Rick Webber retired in 2019 after a four-decade career in broadcasting.

In many respects, Webber is the last of a dying breed of broadcast journalists: someone who has made a career working at small-market stations. Today, journalists who come to work in smaller communities see it as a stepping stone to something bigger. But with many of these stations reducing staff levels, consolidating or closing, the prospects for small-market stations is far from certain.

Back when Webber started, the future of broadcasting—and whether he would have a lifelong career in it—was not top of mind. All he knew was that he wanted to be behind the mic: “I liked being a radio DJ. I thought it was fun.”

After third-year university, he left P.E.I. for the other end of the country, getting a part-time job at a radio station in Powell River, B.C.; soon, the 19-year-old was appointed the station’s news director. Webber—who, at that point, had never written a news story—started each day putting on the first few records, typing up a newscast, and reading the top stories of the morning.

“The job at Powell River was quite eye opening,” Webber says. “I had to be a jack-of-all-trades.” The town—thanks to the then-booming local mill—was quite rich at the time, which drove home the point for him, earning the wage that he did, that “you weren’t in the media because you love the money.”

 

Rick Webber and the news teams he has been a part of over his long career.

As Webber moved across B.C. for work, the assignments got more specialized. He was no longer the DJ plus news director; everyone had one job that they were responsible for, be it editing, reporting or shooting. Back then, says Webber, news was “a licence to print money,” so that sort of specialization was possible. After working at a variety of stations, Webber moved to Kelowna in 1990 for a position at what was then CHBC (now Global Okanagan). Webber felt he had finally found his dream job.

But in the spring of 2000, a company called Canwest Global Communications Corp.—which owned radio, television and publishing assets across Canada—had purchased WIC Television, which owned CHBC. As the decade progressed, Winnipeg-based Canwest started to rationalize services: in November 2008, 23 positions were eliminated at CHBC, while the company announced plans to move Webber—the face of Okanagan news—to Victoria’s CHEK, also owned by Canwest.

The initial idea was that Webber would read the news from Victoria, but after public outcry in Kelowna about losing their local newscast—and the face of that program—the decision was reversed.

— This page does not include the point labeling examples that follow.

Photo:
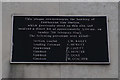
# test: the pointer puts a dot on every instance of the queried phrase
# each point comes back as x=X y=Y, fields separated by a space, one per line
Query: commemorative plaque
x=60 y=39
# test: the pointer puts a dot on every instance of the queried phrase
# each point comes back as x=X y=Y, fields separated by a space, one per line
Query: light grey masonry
x=59 y=71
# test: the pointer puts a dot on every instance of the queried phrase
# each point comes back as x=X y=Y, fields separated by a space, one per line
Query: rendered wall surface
x=59 y=71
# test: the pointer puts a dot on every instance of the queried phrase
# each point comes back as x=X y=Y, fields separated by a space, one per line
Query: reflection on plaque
x=60 y=39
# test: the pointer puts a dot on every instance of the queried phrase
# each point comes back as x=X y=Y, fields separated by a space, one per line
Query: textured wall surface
x=59 y=71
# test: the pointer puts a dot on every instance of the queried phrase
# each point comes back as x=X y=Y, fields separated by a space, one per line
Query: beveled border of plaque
x=85 y=63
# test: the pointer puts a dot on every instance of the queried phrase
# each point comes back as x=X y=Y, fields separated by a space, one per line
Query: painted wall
x=59 y=71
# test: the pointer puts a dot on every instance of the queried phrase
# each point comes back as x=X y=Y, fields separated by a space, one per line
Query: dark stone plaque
x=60 y=39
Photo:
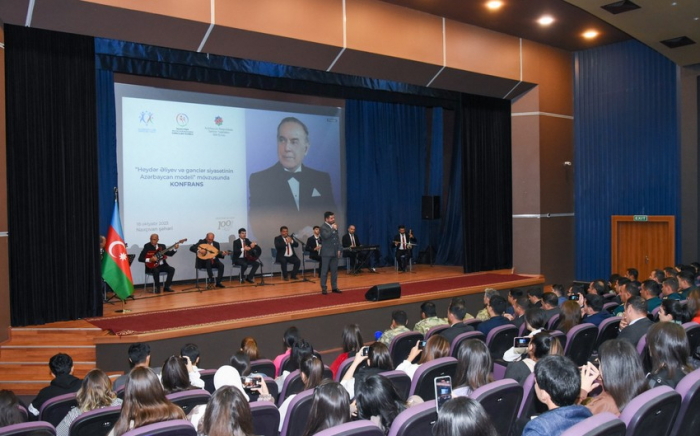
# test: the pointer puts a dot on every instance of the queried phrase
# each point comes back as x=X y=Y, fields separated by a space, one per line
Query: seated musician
x=357 y=258
x=208 y=255
x=404 y=247
x=244 y=254
x=313 y=246
x=154 y=265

Still, CHBC’s future was far from certain. In 2009, at the depth of the economic crisis, letters were sent out to Webber and the CHBC staff announcing layoffs.

While the layoffs never happened, Canwest ultimately decided to rebrand CHBC and fold it into the Global TV network. The move saved Webber’s job, and the station, but would change the nature of local news in Kelowna forever.

Webber describes what the new reality looked like, upon his retirement: “With a green screen behind me as a new superimposed set, I have a director in my ear, talking to me from Vancouver. Sitting in front of me are two robot cameras that are also being operated from Vancouver. And I’m running my own teleprompter with
a foot pedal.”

 

 

For an interactive map of Rick Webbers career through the decades, click here.

 

It wasn’t just in the Okanagan where change was being felt. Other Canwest properties—including CHEK—were also feeling the pinch. Diane Dakers worked for CHEK from 1999 to 2001, and is the author of CHEK Republic: A Revolution in Local Television. According to Dakers, once Canwest purchased WIC Television, its stations—including CHEK and CHBC—saw a 30 per cent reduction in staff.

Rebranding stations to rationalize production costs became part of the Canwest plan. Similar to how CHBC was now Global Okanagan, with a control room in Vancouver, Canwest announced in 2001 that it would rebrand CHEK as CH—part of a “secondary television system” that included stations in Red Deer, Hamilton and Montreal.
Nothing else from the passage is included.